« M. Macron, vous ne méritez pas de manger mes volailles », le coup de gueule d'un agriculteur qui peine à s'en sortir

Par
24 724
Partages
inscription newsletter

Newsletter

partager sur twitter

Partager sur Twitter

À travers une vidéo Facebook rapidement devenue virale, un éleveur de volailles interpelle le président de la République sur sa difficile situation.

Il s’appelle Aloïs Gury et est producteur agricole Montrevel-en-Bresse (ferme du Sougey) dans l’Ain. Il y a cinq ans, il décide de quitter son travail d’animateur d’équipe chez Renault Trucks et se lance dans l’élevage de volailles. Depuis, il peine à s’en sortir alors que sa volaille est tellement réputée qu’elle se retrouve dans les assiettes, très coûteuses, de l’Élysée.

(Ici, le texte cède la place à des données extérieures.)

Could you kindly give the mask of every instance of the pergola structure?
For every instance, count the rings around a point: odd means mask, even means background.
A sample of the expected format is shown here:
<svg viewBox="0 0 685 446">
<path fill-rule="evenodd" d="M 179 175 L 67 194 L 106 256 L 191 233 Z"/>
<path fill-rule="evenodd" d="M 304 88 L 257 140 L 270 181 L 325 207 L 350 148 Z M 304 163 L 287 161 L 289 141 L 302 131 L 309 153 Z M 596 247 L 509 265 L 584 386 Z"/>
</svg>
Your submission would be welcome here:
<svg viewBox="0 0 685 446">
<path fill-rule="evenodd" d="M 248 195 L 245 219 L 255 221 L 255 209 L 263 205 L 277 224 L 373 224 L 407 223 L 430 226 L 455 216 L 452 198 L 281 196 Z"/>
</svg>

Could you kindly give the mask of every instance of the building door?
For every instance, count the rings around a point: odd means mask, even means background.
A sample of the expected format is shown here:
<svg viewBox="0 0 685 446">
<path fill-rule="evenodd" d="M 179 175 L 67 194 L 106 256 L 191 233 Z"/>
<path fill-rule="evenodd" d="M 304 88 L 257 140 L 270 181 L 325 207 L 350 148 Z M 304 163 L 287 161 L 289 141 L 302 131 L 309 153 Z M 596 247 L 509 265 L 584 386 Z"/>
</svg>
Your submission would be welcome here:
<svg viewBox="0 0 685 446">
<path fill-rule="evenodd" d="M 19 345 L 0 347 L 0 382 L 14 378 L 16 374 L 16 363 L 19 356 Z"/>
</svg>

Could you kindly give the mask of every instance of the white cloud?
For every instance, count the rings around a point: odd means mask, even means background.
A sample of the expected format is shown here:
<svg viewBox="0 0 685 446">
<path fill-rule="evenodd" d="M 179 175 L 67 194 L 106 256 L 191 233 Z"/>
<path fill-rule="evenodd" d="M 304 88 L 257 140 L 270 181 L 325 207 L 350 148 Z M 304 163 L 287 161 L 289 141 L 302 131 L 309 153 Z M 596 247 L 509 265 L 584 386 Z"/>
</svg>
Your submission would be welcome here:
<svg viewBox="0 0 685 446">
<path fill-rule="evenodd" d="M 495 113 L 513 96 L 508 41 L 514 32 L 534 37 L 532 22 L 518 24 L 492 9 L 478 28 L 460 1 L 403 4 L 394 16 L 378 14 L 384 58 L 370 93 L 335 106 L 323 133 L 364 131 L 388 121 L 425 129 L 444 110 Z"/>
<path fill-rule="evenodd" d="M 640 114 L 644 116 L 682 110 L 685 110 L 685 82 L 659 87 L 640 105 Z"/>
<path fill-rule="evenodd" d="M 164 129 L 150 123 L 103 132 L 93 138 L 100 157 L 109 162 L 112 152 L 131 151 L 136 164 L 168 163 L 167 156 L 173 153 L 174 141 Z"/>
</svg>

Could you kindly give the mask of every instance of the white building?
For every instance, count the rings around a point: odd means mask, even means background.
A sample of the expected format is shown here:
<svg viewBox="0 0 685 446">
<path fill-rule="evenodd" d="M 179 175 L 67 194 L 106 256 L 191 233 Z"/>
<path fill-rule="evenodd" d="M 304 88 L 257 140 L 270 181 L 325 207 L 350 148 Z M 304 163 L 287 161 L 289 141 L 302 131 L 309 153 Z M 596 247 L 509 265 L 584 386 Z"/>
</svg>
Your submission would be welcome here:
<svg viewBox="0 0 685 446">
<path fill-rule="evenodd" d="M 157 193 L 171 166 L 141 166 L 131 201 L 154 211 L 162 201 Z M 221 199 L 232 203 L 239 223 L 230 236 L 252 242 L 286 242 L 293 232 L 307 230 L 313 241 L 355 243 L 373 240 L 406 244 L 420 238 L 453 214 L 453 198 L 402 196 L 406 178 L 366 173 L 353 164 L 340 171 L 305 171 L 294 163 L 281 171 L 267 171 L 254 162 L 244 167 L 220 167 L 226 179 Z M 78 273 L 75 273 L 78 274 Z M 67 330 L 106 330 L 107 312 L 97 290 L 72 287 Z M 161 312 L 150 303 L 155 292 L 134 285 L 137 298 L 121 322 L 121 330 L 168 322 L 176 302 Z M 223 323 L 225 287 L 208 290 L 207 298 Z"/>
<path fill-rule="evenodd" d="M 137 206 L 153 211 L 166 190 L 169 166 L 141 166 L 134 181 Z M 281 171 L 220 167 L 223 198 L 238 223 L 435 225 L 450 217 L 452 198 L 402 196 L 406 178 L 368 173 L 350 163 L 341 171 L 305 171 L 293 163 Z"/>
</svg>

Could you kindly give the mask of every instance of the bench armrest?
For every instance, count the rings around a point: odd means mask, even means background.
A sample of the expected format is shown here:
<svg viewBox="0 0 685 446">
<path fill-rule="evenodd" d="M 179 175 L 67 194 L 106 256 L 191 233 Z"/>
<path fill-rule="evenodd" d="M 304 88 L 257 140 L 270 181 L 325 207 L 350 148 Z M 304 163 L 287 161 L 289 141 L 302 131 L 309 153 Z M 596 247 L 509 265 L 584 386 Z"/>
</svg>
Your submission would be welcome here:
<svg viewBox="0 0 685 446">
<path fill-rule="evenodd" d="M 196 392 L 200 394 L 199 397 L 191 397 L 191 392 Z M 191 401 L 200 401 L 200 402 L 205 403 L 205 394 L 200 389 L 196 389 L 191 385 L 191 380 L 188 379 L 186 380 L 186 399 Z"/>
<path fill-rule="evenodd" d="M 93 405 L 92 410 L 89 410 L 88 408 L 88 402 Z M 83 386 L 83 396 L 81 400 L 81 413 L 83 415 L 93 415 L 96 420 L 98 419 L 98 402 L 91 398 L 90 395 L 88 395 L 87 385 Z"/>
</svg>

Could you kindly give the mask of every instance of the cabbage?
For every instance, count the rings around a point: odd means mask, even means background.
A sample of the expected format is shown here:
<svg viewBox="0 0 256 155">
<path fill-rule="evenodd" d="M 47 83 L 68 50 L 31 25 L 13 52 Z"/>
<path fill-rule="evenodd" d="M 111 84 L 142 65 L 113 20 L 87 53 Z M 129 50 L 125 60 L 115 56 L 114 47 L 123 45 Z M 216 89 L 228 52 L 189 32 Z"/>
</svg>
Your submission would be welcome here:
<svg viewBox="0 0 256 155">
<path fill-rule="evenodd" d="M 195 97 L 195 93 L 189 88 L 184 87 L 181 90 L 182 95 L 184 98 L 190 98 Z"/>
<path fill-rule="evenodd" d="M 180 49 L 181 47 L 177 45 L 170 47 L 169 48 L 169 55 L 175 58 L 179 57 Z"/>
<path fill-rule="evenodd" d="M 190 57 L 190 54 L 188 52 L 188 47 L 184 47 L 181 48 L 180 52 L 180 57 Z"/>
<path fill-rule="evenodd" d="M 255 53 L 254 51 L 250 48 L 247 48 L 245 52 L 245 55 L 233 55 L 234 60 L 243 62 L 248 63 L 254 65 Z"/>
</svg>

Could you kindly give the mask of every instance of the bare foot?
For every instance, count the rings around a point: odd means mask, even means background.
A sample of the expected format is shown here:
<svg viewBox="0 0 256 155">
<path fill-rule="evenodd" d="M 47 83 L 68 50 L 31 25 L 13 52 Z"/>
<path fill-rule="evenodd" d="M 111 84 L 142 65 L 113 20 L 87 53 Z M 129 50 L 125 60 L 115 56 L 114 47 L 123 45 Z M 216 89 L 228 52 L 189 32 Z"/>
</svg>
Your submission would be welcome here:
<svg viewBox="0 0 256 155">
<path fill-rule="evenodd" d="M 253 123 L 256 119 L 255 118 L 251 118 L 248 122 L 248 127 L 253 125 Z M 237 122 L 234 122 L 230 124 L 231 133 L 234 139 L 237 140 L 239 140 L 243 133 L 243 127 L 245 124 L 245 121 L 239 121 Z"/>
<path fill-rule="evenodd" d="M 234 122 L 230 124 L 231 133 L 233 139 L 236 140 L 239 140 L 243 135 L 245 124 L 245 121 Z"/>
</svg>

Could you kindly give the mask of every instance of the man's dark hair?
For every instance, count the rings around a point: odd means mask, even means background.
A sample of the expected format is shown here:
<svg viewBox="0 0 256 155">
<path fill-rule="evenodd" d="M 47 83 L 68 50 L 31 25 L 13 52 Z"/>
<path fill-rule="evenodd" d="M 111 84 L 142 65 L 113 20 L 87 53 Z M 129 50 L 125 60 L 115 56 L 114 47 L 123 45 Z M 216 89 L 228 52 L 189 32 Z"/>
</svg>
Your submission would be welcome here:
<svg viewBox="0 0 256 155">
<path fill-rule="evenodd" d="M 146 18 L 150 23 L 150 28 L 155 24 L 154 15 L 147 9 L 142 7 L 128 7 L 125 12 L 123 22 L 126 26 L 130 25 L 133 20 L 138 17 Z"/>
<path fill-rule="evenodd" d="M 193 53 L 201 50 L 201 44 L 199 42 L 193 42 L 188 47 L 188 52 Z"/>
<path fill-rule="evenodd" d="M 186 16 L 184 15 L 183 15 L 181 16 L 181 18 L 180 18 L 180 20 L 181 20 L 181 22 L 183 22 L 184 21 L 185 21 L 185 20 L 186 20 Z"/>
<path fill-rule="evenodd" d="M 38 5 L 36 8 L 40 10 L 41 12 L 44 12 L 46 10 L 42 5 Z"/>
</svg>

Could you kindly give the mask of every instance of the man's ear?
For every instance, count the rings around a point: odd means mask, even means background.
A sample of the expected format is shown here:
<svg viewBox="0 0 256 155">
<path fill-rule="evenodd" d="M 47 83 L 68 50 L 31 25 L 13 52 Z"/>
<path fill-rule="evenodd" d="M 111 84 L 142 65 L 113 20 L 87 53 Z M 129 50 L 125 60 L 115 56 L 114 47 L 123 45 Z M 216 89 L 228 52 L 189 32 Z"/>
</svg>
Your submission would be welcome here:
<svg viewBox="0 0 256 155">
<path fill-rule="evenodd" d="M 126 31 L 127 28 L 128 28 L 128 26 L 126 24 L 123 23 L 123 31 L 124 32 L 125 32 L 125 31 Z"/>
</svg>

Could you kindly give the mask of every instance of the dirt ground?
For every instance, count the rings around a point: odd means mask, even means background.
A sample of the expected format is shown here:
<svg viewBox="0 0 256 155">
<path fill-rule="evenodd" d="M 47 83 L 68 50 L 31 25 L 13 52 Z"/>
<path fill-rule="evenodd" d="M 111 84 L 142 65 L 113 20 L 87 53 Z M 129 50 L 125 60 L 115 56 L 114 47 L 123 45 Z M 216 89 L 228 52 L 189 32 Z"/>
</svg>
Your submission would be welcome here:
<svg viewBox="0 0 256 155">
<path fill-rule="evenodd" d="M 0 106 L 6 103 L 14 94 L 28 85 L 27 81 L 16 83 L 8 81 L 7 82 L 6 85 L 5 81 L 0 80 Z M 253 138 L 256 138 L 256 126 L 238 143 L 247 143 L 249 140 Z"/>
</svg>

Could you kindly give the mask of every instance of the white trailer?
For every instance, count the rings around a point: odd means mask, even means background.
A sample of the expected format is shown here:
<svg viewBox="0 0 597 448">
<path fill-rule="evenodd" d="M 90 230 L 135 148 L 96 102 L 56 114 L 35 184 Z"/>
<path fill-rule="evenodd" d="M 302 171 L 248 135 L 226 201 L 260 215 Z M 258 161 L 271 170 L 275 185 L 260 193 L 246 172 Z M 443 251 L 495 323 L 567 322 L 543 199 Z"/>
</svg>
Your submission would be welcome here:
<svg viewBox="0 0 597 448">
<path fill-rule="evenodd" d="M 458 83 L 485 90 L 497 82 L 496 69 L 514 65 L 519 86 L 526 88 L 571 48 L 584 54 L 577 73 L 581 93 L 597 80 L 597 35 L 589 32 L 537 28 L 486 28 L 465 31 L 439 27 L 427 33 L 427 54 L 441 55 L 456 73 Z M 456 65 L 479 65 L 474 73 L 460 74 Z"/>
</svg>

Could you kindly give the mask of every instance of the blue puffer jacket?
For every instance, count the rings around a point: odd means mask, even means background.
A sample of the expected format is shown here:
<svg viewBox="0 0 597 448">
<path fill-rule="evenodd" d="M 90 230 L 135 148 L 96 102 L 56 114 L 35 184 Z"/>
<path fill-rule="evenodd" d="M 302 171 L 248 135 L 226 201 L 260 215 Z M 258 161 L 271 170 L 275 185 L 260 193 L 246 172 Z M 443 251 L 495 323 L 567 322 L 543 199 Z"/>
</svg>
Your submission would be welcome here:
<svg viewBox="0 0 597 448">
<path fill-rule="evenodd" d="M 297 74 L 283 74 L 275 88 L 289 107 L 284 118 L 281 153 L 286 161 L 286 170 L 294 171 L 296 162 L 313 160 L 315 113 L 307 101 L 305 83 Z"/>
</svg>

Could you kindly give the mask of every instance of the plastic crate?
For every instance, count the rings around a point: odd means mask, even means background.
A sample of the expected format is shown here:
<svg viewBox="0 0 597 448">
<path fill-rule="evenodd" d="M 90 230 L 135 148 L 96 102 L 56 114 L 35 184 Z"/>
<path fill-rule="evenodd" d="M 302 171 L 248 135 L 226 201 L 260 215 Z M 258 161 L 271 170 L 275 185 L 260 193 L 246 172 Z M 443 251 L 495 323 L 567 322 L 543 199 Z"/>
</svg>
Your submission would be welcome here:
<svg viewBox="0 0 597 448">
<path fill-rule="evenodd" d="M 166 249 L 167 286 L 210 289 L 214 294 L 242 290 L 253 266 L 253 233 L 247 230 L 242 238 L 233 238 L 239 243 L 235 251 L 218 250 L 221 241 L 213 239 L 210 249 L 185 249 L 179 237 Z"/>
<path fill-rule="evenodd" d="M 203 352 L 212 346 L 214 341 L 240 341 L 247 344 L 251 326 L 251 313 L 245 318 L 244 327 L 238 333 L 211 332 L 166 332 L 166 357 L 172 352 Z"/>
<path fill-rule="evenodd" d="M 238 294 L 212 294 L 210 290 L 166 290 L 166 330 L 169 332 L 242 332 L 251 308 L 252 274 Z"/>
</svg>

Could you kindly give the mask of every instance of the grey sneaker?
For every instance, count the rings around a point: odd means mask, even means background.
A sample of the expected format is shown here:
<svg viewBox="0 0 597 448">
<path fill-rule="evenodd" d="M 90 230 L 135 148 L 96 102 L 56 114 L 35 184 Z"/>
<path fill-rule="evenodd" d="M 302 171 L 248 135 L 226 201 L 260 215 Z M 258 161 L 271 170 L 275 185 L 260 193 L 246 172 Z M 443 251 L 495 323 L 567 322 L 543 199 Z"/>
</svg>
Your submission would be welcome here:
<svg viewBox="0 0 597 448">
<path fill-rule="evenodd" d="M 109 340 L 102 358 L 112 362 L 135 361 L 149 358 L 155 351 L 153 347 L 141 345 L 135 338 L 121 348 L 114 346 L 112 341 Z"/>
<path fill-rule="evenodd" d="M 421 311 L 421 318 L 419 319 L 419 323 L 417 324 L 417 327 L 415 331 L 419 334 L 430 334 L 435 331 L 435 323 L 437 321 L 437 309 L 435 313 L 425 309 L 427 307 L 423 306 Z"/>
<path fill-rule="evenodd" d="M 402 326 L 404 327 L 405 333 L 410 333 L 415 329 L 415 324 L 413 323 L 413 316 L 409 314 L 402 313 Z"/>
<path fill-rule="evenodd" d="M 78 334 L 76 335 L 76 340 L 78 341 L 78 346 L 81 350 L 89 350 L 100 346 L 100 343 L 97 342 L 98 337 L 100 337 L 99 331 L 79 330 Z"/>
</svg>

Il venait de l’apprendre: lors d’un grand repas tenu au palais présidentiel, à l’occasion de la commémoration du 11 novembre, tous les grands chefs d’État de ce monde ont pu déguster allègrement les volailles de Bresse. En effet, son exploitation fournit Miéral, qui a approvisionné le banquet élyséen. Un événement qui lui a « fait de la pub » comme il le concède, mais ne lui a rien rapporté sur le plan pécuniaire.

Sur une exploitation qu’il loue à Montrevel, il élève 16 000 poules, en travaillant seul à raison de… 77 heures par semaine, et ne touchant que 700 euros par mois d’indemnités. Sur ces trois dernières années, il n’a pris qu’une seule semaine de vacances, ou plutôt une « semaine de répit » imposée.

Sur la page Facebook « Les Conteuses de Bresse », le jeune éleveur de 33 ans a alors décidé de prendre la parole. Publiée ce dimanche, la vidéo a été vue plus de 36 000 fois. Durant huit minutes, il dresse un état des lieux alarmant sur sa situation professionnelle et personnelle, déplorant notamment, entre quelques sanglots, que sa mère lui fait 50 euros de course par semaine pour l’aider à survivre.

« M. Macron, vous ne méritez pas de manger mes volailles » insiste-t-il, gilet jaune sur le dos. À court de solutions, il interpelle le président de la République, lui demandant s’il a des solutions à lui apporter et il y a fort à parier qu'il ne soit pas le seul dans cette situation, à attendre des solutions du chef de l'État.